We may add that it was not a general or other assembly, for it was the assembly at Jerusalem, and the apostles and elders of that city, who mot together, with a few from Antioch on the part of the Gentiles, to consider the question. The councils, for many centuries called “general,” were convoked by the emperors to settle the disputes of the bishops: first in the east, on which occasions there were never more than six bishops present from the west; and afterward when the Greek church separated from the Latin church, when there was no emperor from the west, councils being assembled by the popes without a single bishop from the east being present. These popes, without one bishop from the east and profiting by the need of the emperor of the east who was menaced by the Turks, sought to unite the east to the west in the fifteenth century at Florence; but the attempt failed.
What we have here is that the apostle and the Judaic assembly, by which God had begun the work, set the Gentiles free from the law: and unity is preserved. We learn too how the Holy Ghost gives unity of thought concerning the questions which had arisen, since the gathering was waiting on the Lord. Thus is the liberty of the Holy Ghost preserved to the Gentiles, and, by the goodness of God the unity of the whole assembly maintained. It is declared that no commission had been given to those who had disturbed the Gentiles, subverting their souls. Subsequently, after much long-suffering on the part of God the Jews are called, in the Epistle to the Hebrews, to give up Judaism. The law and Christianity cannot be united.

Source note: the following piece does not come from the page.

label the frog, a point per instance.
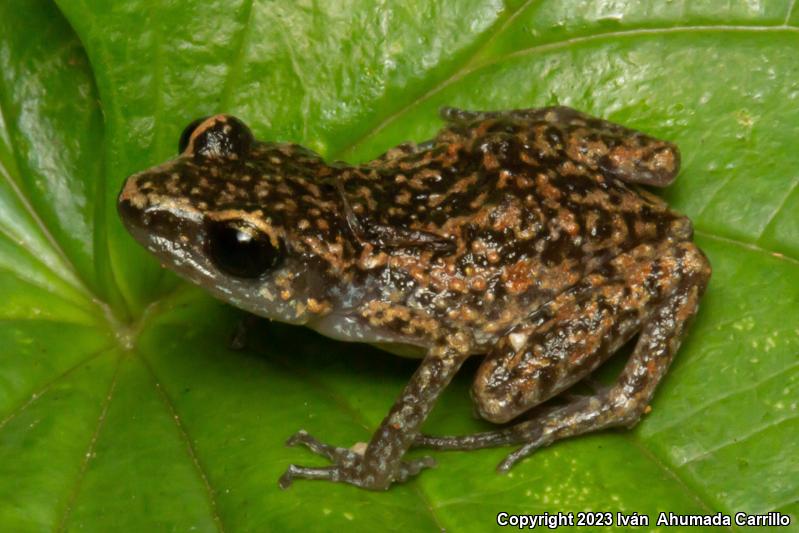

Paul and Barnabas, then, taking leave of Jerusalem, come to Antioch, assemble the multitude, and give them the letter. The brethren, having read it, rejoice for the consolation. Thus was the state of the whole assembly settled, and also the relationship between the Jews and Gentiles. The necessary rule for them is established. They are to walk well, avoiding certain things. Judas and Silas remain for a time with the disciples at Antioch, exhorting them, and rejoicing in this new fellowship of the love of the assembly at Jerusalem for the brethren among the Gentiles. Then Judas leaves them, but Silas, drawn towards these new brethren, remains at Antioch. Paul and Barnabas also remain there, teaching the brethren; and many others likewise interest themselves on their behalf; for the power of the Holy Ghost was working in their midst. Life was fresh in those days.